Il n’osa pas davantage soulever d’objections à la proposition de son flirt. C’eût été si bon, pourtant, de se promener au clair de lune ou encore de héler un fiacre et d’aller vers la fraîcheur du Bois ! Et puis il lui aurait plu de prolonger la connaissance, d’apprendre à aimer cette enfant, de jouer un tout petit instant au fiancé.
En attendant, ses résédas à la main, il emboîtait le pas à sa conquête.En attendant, ses résédas à la main, il emboîtait le pas à sa conquête.
« Tiens, — observait-il, — elle marche comme les pintades. C’est la faute à ces sacrés talons Louis XV. Pourvu qu’elle n’ait pas de varices ! » Il se trouva enfin, après avoir gravi une paire d’étages, dans un appartement tendu d’andrinople et de calendriers.
Échalote le débarrassa de ses résédas, de son chapeau frivole et le fit asseoir. Après quoi, prenant place sur les genoux du Biterrois, elle reprit la conversation :
— Est-on à son aise ici ? Au fond j’ai horreur des balades dans les squares. C’est mal porté.

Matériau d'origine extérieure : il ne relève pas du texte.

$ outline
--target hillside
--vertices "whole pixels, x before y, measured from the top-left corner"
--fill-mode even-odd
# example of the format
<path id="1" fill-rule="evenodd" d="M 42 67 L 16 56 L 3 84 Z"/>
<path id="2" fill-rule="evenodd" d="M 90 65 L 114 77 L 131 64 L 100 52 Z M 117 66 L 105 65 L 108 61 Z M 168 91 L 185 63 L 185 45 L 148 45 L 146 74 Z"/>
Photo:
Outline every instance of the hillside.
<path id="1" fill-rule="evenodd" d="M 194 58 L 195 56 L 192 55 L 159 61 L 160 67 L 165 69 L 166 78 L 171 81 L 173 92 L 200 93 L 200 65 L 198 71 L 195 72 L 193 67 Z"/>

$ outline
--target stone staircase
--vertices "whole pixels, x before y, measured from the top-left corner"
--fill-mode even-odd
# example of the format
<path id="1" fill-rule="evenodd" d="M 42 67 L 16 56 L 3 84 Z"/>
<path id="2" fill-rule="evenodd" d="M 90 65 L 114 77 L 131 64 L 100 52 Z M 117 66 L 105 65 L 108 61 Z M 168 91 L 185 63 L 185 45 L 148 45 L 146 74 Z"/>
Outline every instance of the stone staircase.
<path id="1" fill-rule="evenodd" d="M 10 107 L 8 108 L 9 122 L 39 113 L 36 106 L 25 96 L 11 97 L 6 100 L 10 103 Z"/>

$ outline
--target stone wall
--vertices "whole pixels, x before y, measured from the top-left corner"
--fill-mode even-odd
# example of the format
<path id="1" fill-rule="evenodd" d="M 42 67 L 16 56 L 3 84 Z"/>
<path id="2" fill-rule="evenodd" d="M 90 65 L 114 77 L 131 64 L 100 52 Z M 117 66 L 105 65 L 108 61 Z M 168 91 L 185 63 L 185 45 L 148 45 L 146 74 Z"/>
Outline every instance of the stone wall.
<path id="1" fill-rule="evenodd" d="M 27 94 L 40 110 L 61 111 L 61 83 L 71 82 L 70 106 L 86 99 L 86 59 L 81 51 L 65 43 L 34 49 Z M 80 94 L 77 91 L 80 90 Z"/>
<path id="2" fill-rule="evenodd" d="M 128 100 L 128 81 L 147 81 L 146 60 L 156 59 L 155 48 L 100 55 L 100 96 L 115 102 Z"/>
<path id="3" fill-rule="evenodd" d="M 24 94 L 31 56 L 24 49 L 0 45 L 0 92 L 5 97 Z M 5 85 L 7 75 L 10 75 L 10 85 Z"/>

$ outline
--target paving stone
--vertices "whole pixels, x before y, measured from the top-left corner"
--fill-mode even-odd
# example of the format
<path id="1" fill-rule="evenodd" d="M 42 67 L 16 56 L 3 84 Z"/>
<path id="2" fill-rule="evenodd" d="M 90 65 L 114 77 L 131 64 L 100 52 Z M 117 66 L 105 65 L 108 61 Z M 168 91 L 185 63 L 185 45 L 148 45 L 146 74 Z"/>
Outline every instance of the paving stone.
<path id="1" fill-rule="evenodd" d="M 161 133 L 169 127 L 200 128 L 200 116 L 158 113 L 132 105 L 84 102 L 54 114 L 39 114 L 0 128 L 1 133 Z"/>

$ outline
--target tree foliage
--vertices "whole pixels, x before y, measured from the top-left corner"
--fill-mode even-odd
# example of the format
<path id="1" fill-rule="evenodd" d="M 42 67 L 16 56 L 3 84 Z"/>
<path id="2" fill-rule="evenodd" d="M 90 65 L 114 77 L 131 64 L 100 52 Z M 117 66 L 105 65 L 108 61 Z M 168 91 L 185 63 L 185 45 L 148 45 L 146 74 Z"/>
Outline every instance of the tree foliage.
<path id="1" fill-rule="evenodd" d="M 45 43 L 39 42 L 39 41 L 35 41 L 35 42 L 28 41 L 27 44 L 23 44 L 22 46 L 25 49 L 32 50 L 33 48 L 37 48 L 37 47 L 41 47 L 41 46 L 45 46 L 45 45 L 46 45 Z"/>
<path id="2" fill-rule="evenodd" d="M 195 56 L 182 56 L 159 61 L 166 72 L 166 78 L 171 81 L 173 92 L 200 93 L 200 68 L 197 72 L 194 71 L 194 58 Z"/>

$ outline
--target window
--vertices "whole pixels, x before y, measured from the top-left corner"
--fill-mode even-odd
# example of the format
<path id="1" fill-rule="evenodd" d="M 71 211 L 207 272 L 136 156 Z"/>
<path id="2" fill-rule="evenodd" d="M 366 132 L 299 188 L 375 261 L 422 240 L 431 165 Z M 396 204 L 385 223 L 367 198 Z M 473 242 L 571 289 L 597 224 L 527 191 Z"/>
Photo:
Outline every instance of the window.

— Quel âge avez-vous, ma mignonne ? — questionna M. Masespatat-Quantébist.
— Passé vingt et un ans.
Elle en paraissait toujours douze.
« Et il est des gens, — songea encore le Biterrois, — pour prétendre que les plaisirs flétrissent la beauté. »
Mais il ne parlait qu’à de longs intervalles.
— Vous êtes bien raplapla, — remarqua Échalote.
— Je suis un Méridional silencieux.
Dieu qu’il était mal à l’aise ! Il devinait pourquoi la mâtine l’avait entraîné dans ce logement et l’audace lui manquait pour étaler sa clairvoyance. Allons ! un peu de courage, que diable ! Vous compromettez le Midi, monsieur l’archéologue !
— Hum ! hum !
— Quoi ?
— Ma chérie…
— Après ?
— Si nous procédions à notre nuit de noces ?
Échalote éclata d’un rire de grelot. Pour un type, elle pouvait se vanter d’avoir rencontré un type. De mémoire de femme facile c’était la première fois qu’on lui parlait ainsi. Ah ! si Victor avait entendu la proposition ! Victor qui, au sortir de leur cérémonie nuptiale, lui demanda si, histoire de ne pas faire comme les autres jours, on serait sages.
— Dans mon pays, — reprit M. Masespatat-Quantébist, — il est d’usage de porter aux jeunes mariés, dès qu’ils sont couchés, une panade solidement poivrée et un verre de pippermint. Ce sont les garçons d’honneur qui surveillent ce repas.
— Zut ! on est brillant dans votre patelin !
— Tranquillisez-vous, petite, ce n’est qu’une coutume. Les savants de Béziers même n’en ont point besoin.
Et, comme Échalote avait l’air d’en douter, il le lui prouva.